The trouble with all this is that the church never fought applied science when it was uninvolved with scripture—light-bulbs, telephones, cars, radios—the churches were all Jake with this stuff. But the Amish show us that religion and technology are not comfortable sharing a couch together—we can live in a magic world or a science world. The modern major faiths are trying to maintain the magic of a world that has been photographed from heaven, seen people with artificial hearts in their chests, and rolled beneath the window of a seat on the Concorde at twice the speed of sound. Our science is our magic—we don’t need the magic of primitive cultures anymore. We have answered some questions that older civilizations assumed were unanswerable—we have done what was once thought un-doable.
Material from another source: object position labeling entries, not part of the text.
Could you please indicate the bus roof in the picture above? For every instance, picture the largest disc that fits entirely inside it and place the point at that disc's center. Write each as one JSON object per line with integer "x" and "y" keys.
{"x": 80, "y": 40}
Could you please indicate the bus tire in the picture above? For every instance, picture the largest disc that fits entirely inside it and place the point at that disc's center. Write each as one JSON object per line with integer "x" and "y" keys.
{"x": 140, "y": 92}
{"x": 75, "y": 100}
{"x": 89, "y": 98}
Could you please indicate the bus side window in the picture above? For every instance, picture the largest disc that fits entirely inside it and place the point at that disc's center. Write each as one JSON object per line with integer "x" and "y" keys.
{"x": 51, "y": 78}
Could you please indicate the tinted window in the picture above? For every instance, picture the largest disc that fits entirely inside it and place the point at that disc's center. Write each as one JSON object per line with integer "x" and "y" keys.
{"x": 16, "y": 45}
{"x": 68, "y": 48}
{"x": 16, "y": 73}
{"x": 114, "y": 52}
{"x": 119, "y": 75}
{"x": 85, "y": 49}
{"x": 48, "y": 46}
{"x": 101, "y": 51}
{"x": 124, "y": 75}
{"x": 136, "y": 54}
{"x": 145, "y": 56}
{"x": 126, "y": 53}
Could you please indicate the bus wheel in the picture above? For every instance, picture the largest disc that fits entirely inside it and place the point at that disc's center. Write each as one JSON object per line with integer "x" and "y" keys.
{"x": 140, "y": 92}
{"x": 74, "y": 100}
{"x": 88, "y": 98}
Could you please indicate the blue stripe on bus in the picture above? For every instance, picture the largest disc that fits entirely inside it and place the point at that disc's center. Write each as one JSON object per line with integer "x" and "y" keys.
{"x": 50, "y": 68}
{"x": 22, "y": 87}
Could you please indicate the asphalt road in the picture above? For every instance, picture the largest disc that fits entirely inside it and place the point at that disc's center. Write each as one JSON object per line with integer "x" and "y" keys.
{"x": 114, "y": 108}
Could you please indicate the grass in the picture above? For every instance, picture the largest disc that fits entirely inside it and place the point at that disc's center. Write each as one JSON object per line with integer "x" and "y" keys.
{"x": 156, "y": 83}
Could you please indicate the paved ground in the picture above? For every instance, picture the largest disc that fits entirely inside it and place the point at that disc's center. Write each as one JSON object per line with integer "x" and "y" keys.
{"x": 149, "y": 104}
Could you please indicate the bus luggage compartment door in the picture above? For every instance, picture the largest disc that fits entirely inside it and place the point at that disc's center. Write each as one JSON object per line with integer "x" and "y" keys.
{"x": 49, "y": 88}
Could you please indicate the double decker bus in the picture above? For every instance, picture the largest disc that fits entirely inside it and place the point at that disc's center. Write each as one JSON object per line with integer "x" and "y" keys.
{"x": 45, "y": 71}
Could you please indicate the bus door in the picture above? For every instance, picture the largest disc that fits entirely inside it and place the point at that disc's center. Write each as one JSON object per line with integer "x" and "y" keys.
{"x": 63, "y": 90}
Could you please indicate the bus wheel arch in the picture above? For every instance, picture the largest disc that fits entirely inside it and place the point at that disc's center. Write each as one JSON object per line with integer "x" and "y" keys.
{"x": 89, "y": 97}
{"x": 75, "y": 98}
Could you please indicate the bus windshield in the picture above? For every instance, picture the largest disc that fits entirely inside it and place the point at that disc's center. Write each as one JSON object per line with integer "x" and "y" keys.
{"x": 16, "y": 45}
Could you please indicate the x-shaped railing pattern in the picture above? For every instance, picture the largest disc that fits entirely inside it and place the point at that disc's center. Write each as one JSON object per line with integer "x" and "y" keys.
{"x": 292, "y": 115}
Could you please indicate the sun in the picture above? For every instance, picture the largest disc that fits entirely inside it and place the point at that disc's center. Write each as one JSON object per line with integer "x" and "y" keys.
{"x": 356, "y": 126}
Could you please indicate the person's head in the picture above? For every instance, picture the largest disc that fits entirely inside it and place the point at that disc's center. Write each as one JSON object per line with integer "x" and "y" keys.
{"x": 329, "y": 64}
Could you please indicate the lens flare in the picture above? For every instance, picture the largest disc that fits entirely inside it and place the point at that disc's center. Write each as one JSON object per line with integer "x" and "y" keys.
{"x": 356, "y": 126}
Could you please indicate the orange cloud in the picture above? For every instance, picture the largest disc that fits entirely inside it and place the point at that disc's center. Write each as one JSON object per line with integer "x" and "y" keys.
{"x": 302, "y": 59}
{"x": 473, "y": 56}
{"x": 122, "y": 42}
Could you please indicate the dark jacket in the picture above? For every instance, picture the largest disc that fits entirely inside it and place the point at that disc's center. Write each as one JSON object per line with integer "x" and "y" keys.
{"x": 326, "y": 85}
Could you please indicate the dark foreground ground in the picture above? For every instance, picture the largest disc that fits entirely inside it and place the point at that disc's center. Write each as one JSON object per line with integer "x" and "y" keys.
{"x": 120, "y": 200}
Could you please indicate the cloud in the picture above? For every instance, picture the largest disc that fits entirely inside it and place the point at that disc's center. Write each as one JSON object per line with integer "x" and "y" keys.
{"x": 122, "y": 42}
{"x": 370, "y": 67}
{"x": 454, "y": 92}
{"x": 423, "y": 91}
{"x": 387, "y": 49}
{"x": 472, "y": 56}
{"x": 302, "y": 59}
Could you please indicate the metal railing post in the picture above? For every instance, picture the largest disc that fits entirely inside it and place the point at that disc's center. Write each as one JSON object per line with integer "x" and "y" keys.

We can’t cling to the faiths of the ignorant past and progress in our scientific study at the same time. The Jihads of the Islamic and the Papal Bulls of the Catholic are but two of the most obvious points of friction between common sense and the charm of religion. The faiths we have can come from ideas and beliefs. We all have faith, but some faiths are friendlier than others—our faith in each other is a positive good. Other faiths held by more pious people can only be described as nonsensical. But, good or bad, a person’s faith cannot be changed by force—nor should it be.

That is the importance of religious freedom. Two groups of people—each side sure that the others are mad as hatters. We can only live together in peace if we all allow a little leeway for each other.